Bref, l’essentiel est quand même que nous débarquons à Bangkok vers sept heures du soir comme prévu. Il y a un siècle, il aurait fallu voyager plusieurs mois. Et le billet d’avion ne nous a coûté qu’un peu plus de la moitié d’un mois de salaire minimum chacun. Combien payait-on à l'époque ?
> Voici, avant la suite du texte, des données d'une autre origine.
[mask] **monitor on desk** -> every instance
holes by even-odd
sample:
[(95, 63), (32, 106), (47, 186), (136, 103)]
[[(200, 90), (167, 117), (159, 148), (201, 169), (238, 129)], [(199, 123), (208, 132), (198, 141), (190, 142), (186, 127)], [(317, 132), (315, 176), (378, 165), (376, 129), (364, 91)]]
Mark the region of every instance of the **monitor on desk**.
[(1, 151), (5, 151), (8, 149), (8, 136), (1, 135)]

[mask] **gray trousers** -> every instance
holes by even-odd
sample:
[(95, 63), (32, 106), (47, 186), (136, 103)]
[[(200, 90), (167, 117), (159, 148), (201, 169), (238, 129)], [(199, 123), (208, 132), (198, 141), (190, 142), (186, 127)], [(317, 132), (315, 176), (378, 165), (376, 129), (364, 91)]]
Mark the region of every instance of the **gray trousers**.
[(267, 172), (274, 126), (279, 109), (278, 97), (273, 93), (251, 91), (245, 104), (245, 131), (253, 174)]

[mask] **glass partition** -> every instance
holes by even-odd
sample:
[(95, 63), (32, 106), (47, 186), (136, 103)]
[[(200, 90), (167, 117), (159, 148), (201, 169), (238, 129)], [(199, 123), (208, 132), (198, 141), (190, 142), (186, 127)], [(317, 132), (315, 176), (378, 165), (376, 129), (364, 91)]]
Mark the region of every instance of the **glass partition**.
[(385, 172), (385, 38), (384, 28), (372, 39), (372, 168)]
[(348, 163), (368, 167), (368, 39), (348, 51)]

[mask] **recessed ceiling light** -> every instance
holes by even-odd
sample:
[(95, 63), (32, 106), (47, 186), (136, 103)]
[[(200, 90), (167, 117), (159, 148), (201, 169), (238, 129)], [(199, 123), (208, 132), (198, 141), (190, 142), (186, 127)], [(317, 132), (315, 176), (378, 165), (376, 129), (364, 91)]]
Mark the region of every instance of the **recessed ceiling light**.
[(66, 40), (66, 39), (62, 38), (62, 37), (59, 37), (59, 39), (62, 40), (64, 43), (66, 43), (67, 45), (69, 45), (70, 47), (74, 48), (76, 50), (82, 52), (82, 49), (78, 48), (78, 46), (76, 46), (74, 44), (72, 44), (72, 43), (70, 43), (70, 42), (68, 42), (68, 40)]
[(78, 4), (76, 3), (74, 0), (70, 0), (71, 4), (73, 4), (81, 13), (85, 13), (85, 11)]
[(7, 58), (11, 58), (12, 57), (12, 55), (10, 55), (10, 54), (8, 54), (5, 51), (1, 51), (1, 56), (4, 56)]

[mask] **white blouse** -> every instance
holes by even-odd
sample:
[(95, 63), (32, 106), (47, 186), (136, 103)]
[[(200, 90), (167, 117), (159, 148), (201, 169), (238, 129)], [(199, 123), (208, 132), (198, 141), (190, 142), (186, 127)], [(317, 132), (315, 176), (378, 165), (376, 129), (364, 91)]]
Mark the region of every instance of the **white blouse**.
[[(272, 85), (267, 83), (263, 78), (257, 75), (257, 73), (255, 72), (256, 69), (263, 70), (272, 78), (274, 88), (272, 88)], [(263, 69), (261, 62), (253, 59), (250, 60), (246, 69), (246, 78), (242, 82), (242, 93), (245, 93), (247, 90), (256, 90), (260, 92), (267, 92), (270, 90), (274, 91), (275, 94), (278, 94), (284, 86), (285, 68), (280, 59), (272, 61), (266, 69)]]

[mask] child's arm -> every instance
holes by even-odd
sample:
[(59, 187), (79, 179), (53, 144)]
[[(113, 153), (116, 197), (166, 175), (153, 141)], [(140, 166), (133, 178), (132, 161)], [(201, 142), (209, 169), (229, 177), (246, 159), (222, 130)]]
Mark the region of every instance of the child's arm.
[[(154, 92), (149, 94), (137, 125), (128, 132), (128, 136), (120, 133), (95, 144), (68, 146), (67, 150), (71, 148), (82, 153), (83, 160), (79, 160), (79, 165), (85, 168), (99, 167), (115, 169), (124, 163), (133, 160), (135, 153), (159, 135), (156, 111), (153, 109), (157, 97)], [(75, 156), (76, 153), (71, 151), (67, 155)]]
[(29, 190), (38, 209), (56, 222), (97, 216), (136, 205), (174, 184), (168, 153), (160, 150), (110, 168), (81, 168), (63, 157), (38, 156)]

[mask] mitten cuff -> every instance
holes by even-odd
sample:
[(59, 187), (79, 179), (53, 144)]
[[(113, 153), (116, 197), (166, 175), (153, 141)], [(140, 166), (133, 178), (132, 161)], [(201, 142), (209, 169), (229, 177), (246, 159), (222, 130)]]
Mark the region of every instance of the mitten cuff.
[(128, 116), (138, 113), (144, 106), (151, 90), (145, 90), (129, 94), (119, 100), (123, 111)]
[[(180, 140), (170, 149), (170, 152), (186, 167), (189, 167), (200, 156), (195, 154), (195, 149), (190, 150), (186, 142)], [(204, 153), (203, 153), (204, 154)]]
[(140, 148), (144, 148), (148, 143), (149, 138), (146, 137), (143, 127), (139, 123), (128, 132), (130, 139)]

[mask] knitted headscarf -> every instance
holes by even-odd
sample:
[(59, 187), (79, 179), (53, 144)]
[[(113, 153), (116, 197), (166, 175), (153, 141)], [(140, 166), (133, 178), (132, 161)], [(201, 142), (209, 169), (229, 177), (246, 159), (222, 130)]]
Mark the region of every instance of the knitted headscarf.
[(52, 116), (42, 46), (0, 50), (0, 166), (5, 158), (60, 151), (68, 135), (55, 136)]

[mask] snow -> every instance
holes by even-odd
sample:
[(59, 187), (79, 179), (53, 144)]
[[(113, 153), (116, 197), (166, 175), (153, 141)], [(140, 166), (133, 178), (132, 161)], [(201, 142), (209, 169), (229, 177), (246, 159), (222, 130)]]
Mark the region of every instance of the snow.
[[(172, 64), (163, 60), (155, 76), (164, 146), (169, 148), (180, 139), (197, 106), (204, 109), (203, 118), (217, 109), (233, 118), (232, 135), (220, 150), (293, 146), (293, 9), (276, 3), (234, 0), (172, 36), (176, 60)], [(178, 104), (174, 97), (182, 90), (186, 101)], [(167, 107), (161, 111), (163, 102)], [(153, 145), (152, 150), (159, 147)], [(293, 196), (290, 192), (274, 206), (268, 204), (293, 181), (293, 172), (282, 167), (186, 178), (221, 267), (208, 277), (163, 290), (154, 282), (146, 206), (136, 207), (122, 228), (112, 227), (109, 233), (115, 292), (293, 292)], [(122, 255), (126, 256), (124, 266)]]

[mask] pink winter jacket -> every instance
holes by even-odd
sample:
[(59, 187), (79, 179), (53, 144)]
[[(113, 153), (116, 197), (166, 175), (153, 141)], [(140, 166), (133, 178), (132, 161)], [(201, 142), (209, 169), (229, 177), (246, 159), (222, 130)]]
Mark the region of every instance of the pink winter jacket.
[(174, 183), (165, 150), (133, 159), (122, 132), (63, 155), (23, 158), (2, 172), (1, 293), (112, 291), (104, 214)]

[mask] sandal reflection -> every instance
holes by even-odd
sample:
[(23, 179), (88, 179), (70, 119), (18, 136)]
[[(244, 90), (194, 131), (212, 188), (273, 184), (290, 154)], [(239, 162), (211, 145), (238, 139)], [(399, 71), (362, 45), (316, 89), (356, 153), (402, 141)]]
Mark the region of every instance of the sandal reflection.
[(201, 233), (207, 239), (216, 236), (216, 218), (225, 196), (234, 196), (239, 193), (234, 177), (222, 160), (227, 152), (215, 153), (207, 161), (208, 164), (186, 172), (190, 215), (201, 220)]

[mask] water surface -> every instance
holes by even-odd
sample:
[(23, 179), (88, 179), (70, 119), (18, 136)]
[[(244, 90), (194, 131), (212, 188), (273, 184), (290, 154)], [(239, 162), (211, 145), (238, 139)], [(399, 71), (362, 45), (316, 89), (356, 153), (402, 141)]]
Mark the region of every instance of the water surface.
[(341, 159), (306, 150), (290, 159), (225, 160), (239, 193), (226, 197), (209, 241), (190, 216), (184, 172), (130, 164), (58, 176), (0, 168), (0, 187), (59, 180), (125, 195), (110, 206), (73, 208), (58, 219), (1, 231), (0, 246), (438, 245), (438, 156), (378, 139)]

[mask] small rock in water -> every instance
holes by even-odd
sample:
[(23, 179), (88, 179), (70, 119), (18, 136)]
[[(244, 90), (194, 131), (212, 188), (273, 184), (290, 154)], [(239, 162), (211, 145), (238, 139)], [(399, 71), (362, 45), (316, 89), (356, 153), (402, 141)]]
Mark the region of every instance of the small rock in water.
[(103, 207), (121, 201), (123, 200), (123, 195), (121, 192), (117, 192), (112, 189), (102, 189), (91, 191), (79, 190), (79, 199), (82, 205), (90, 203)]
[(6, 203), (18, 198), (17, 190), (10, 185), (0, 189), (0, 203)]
Marielle m’a réservé une autre surprise : par manque de place dans l'hôtel où nous devons séjourner jusqu'au 13, nous passons les deux premières nuits au Grand China. Il y a deux ou trois ans que nous n’y étions plus revenus. J'aime bien cet hôtel. Cependant, il semble avoir changé de direction. D’ailleurs, il ne s’appelle plus Grand China Princess, mais Grand China Hotel. Cet immense paquebot de béton et de verre domine tout le quartier. Tous les chauffeurs de taxi le connaissent, ce qui facilite les choses quand on sort de l'aéroport.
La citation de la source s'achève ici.